How to readTXTfile bigger then 8 MB

I need to read text files which has size 30-100 MB. When I try to open such file, i see an Error message “java.lang.OutOfMemoryError”. Files smaller then 8 MB are readed without problem.

textData = plugins.file.readTXTFile( contents[p] );

Mac OS 10.3.9, 2 GB RAM, Java version 1.4.2_56
Servoy 2.2.4-build 336

Best Regards
AGIS

Are you actually surprised by this ?

I think the point about this topic is that there is no way in Servoy (as far as I know) to read a file in chunks… to make very large files manageable.

In my case, I transfer data from FileMaker as merge files, read them in Servoy using the file plugin, process data and insert the results into PostgreSQL using the RawSQL plugin. I get very good performance, but what will happen if I have to import a 50MB file?

You could also just give Servoy more memory. Just add this line to your servoy_developer.bat:

java -Xmx512m -classpath servoy_developer.jar Servoy

instead of

java -classpath servoy_developer.jar Servoy

This will allow Servoy developer to access up to 512MB RAM.
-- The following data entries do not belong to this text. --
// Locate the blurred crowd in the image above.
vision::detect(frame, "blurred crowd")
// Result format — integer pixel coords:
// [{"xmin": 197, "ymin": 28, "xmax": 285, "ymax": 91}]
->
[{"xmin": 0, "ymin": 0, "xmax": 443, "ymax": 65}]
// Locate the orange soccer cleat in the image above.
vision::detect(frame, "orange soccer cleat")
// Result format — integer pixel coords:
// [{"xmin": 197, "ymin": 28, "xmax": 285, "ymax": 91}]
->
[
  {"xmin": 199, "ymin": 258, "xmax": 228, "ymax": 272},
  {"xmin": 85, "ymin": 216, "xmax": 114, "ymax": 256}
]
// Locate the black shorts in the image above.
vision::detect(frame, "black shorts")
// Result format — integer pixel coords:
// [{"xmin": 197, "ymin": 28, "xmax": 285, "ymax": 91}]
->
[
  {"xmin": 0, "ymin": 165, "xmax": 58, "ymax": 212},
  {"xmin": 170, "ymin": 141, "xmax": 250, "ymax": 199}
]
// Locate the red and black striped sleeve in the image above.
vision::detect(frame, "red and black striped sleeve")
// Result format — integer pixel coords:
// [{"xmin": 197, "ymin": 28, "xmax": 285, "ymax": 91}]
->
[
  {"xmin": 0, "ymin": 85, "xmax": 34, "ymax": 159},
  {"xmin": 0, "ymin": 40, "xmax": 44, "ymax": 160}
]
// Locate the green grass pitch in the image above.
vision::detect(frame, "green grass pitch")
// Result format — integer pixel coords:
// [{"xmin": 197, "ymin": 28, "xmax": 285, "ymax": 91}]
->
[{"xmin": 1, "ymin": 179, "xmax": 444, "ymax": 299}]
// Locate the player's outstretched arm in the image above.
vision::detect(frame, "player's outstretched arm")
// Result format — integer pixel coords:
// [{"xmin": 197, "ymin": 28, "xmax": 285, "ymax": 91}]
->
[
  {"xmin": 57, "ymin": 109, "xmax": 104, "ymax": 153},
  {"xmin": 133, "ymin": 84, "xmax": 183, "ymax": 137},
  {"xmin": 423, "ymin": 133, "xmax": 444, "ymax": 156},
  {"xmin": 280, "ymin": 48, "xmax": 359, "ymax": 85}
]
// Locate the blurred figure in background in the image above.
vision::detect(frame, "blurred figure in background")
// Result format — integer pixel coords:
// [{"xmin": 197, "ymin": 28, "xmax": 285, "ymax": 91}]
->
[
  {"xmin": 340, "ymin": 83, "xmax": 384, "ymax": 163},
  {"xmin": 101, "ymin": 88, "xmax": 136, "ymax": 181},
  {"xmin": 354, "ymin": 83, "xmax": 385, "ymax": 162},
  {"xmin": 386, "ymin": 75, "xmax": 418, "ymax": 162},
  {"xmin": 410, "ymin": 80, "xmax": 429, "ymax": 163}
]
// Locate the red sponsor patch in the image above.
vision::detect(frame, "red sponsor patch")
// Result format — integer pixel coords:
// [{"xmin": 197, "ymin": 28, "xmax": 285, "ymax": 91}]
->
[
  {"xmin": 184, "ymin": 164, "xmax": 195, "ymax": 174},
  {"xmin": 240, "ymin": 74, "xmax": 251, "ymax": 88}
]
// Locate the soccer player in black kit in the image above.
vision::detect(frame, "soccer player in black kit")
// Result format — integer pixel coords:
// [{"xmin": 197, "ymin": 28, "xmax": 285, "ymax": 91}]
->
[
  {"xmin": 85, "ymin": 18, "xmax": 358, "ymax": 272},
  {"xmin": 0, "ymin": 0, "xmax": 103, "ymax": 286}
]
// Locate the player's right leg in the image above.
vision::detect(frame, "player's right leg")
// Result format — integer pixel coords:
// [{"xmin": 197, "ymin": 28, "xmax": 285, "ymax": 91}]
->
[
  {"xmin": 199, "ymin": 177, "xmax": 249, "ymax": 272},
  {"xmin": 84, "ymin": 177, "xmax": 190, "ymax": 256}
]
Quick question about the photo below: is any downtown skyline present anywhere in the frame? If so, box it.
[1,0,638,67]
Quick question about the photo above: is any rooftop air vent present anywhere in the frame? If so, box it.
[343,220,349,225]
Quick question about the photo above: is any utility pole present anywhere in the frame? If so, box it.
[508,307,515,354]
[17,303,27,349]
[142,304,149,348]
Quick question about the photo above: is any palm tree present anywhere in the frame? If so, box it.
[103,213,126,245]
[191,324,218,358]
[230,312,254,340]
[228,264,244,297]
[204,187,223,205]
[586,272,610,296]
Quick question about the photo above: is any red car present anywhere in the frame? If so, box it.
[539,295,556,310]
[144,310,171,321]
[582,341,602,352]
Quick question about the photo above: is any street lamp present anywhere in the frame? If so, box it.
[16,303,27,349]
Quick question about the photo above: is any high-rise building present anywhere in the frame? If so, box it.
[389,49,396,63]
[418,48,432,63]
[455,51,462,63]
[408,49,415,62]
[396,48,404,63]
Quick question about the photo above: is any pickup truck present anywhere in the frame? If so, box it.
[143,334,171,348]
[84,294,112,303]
patrick, that’s indeed one of the solutions, but it would be nice, if we could read, or import text-files in chuncks (or line by line)

Servoy, is that hard to implement?

I have made a feature request for this: http://forum.servoy.com/viewtopic.php?p=29625#29625

Christian said:

I think the point about this topic is that there is no way in Servoy (as far as I know) to read a file in chunks… to make very large files manageable.

The issue is that to hold onto a file and read from it ‘in chunks’ requires a dedicated reader i.e. a reader that knows how to read that file safely.
That means that somebody needs to write a stream reader for the content (if you don’t do it as a stream, you’ll always run out of memory at some point);
And that means somebody needs to write a UI controller that would allow the solution developer or the solution user to control that read process (and probably only in a forwrds direction).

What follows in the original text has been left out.